Emprende el regreso. Pregunta en Juncal y Ayacucho para dónde queda San Telmo. Un señor que lleva anteojos de vidrios gruesos le responde con extrema precisión. Demasiada para su rústico español. Al menos, logra interpretar parte del mensaje: el movimiento ida y vuelta de su mano derecha alzada le indica en qué sentido debe avanzar.
A cien metros se encuentra con cinco personas recién salidas de un restaurante. Hablan parados en la puerta sin intenciones de irse. Sólo les faltan las mesas, las sillas y los platos pero actúan como si ese momento fuera una extensión natural de la comida.
“¿Tan tarde y tan tranquilos?”, piensa el turista sorprendido, mientras mira su reloj. El fresco viento de septiembre es su única compañía. Con el sweater alcanza para pasar una noche agradable.
Camina a paso apurado mirando los nombres de las calles. Todavía no aparece la indicada. Sin saberlo deja atrás el barrio de Recoleta y entra en San Nicolás. Analiza a las personas que avanzan en el sentido contrario a él. Una señora paseando el perro, un grupo de amigos tomando cerveza en lata, un señor con los pelos desalineados vestido de deporte y decenas de caras que no se repiten ni tienen rasgos comunes.

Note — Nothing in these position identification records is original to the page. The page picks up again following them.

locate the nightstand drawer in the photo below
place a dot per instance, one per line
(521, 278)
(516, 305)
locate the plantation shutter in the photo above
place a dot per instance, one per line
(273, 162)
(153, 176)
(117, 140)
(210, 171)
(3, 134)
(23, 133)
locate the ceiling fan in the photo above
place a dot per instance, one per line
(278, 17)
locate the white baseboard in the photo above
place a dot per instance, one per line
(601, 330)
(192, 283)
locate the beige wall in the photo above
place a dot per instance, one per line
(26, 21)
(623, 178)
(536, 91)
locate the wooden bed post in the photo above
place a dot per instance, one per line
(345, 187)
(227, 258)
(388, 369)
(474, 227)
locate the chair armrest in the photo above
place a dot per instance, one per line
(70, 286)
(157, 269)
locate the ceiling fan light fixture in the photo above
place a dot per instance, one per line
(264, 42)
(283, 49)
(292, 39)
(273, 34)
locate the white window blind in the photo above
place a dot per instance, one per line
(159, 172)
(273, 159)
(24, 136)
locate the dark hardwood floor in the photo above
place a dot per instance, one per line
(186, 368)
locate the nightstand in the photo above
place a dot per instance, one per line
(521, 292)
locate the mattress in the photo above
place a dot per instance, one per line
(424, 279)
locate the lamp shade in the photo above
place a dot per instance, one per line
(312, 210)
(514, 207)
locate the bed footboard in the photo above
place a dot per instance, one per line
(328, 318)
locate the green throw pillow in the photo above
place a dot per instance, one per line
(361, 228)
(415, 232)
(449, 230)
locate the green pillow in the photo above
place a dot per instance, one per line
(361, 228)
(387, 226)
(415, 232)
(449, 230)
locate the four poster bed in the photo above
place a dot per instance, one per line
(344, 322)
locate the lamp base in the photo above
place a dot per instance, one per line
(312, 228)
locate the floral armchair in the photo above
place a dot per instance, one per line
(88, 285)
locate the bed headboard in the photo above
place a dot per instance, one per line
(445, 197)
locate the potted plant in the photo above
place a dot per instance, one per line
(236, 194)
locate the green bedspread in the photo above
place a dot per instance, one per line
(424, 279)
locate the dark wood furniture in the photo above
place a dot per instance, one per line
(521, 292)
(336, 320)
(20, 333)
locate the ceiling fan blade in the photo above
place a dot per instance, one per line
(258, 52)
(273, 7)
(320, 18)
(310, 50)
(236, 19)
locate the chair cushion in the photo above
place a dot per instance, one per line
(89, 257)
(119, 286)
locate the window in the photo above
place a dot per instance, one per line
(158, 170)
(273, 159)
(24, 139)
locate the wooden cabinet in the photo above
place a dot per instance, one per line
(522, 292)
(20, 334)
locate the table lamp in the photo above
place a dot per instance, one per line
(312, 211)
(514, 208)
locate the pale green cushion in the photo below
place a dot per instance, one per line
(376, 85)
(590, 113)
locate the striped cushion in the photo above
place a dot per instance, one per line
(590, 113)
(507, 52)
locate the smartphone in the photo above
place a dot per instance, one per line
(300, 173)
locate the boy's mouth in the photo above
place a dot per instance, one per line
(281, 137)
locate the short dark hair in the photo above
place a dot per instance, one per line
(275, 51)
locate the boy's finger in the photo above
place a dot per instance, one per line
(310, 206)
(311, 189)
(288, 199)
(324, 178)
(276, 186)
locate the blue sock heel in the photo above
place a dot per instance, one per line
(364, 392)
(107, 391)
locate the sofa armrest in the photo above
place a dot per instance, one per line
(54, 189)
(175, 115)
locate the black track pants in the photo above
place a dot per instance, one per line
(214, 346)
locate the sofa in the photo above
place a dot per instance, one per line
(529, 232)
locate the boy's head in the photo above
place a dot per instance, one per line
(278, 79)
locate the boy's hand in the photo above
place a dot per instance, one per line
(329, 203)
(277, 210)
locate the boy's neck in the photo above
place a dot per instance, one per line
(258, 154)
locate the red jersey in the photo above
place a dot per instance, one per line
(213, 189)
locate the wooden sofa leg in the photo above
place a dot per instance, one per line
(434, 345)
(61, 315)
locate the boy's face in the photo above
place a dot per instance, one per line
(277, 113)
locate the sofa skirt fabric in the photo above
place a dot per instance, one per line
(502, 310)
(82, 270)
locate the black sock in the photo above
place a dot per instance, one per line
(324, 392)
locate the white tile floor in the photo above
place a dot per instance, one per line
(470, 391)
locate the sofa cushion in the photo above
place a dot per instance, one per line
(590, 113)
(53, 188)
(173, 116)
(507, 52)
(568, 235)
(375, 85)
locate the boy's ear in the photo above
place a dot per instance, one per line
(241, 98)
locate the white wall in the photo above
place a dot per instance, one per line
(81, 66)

Llega a la intersección de una avenida donde pasan autos como si fueran las 2 de la tarde. “¿Habrá algún momento del año que por esta esquina no pase nadie en un semáforo?”, piensa. Se para en la vereda, mientras ve cómo otros esperan el cambio de luz directamente sobre la calzada. Aprovecha y le pregunta a uno por la calle que está buscando. “En la próxima, doblá a la derecha”, le responde.
Llega a la casa a la 1:30 y toca el timbre temiendo que nadie esté despierto. Le abre la puerta la dueña de casa, una señora de 60 años que no pensaba estar durmiendo. Su travesía nocturna le llevó más tiempo del imaginado. Pide perdón por la hora y ella responde como si no lo hubiera escuchado:
-¿Ya te quedás acá? ¿No vas a salir?